19.02.2024

Ausstellungen

Jan van Eyck – Komm ins Bild!

Jan van Eyck, Die Madonna in der Kirche, um 1437/40, © Staatliche Museen zu Berlin, Gemäldegalerie / Christoph Schmidt
Jan van Eyck, Die Madonna in der Kirche, um 1437/40, © Staatliche Museen zu Berlin, Gemäldegalerie / Christoph Schmidt

Die Ausstellung in der Gemäldegalerie der Staatlichen Museen zu Berlin „Zoom auf van Eyck“ feiert die Nahansicht und neue Erkenntnisse durch kunsttechnologische Untersuchungen im Œuvre des flämischen Künstlers Jan van Eyck. Die Berliner Gemäldegalerie bringt zusammen, was sonst getrennt gezeigt wird: Eine immersive Ausstellungsinstallation, alle Berliner Originalgemälde des niederländischen Malers Jan van Eyck (um 1390/1400-1441) und seines direkten Umfelds sowie eine ausführliche Dokumentation der Restaurierung.

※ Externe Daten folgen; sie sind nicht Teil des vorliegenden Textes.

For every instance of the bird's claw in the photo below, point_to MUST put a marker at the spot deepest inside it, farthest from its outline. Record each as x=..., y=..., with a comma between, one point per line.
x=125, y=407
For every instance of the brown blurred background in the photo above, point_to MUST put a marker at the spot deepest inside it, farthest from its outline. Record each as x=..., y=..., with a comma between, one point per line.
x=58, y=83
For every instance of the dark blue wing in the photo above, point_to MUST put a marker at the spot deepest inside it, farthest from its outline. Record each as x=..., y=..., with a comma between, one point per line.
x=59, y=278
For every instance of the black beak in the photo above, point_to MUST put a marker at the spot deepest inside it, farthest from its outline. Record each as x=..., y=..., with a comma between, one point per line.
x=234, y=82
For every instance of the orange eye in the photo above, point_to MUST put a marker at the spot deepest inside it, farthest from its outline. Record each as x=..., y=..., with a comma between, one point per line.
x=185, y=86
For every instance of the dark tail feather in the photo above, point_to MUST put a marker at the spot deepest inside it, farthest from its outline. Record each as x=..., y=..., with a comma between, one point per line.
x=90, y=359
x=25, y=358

Die Aufzählung der drei Themen mag zunächst ein wenig trocken klingen, doch was in der Gemäldegalerie zu sehen ist, ist eine großartige Verbindung. Denn „Zoom auf van Eyck“ dekliniert die Annäherung an das Werk des Niederländers auf drei sehr verschiedene Weisen.

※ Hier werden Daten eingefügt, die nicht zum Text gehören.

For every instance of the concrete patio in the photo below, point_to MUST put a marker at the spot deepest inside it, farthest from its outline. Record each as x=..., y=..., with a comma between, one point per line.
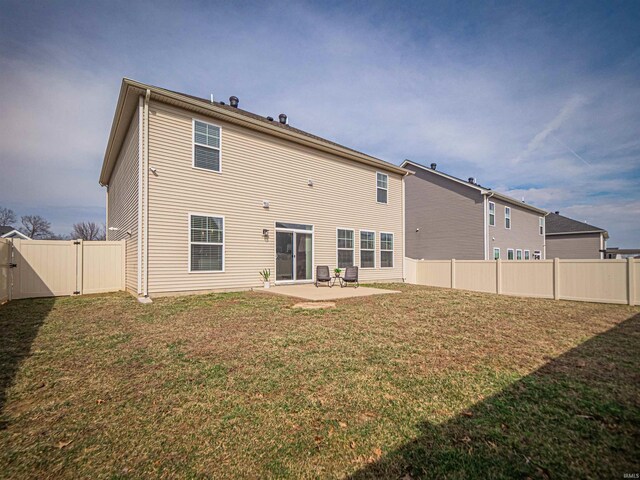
x=322, y=293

Jan van Eyck – „König unter den Malern“

Der wohl um 1390 in Maaseik geborene Maler gilt als einflussreichster flämischer Künstler des Spätmittelalters. Er war verantwortlich für einen Neuanfang in der europäischen Malerei und sein Œuvre kann als einer der Höhepunkte in der Kunstgeschichte angesehen werden. Aus seinem Werk sind nur wenige Gemälde bekannt, denen sich die Gemäldegalerie der Staatlichen Museen zu Berlin widmet und bei der sie auch mit einer Sensation aufwarten kann.

Jan van Eyck, Die Madonna in der Kirche, um 1437/40, © Staatliche Museen zu Berlin, Gemäldegalerie / Christoph Schmidt
Jan van Eyck, Die Madonna in der Kirche, um 1437/40, © Staatliche Museen zu Berlin, Gemäldegalerie / Christoph Schmidt

Herauslösung aus dem Sammlungszusammenhang

Den Anfang bilden die Originale, Werkstattarbeiten und frühen Kopien. Berlin besitzt drei Originalgemälde: das „Bildnis des Baudouin de Lannoy“, die „Madonna in der Kirche“ und das „Bildnis eines Mannes mit rotem Chaperon“, außerdem zwei Werkstattarbeiten („Kreuzigung Christi“ und ein Männerbildnis) sowie vier frühe Kopien nach Jan van Eyck. Somit kann die Gemäldegalerie auf einen äußerst reichen Bestand an Arbeit des Künstlers zurückgreifen. Der „Zoom“ ist im doppelten Sinn zu verstehen. Einerseits zeigt die Gemäldegalerie ihre van-Eyck-Schätze herausgelöst aus dem üblichen Sammlungszusammenhang und andererseits können die Besucher den Bildern näherkommen als sonst üblich. Denn Mitkuratorin und Restauratorin Sandra Stelzig hatte die Idee, den Besuchern Lupen zur Verfügung zu stellen, mit denen sie die Gemälde studieren können.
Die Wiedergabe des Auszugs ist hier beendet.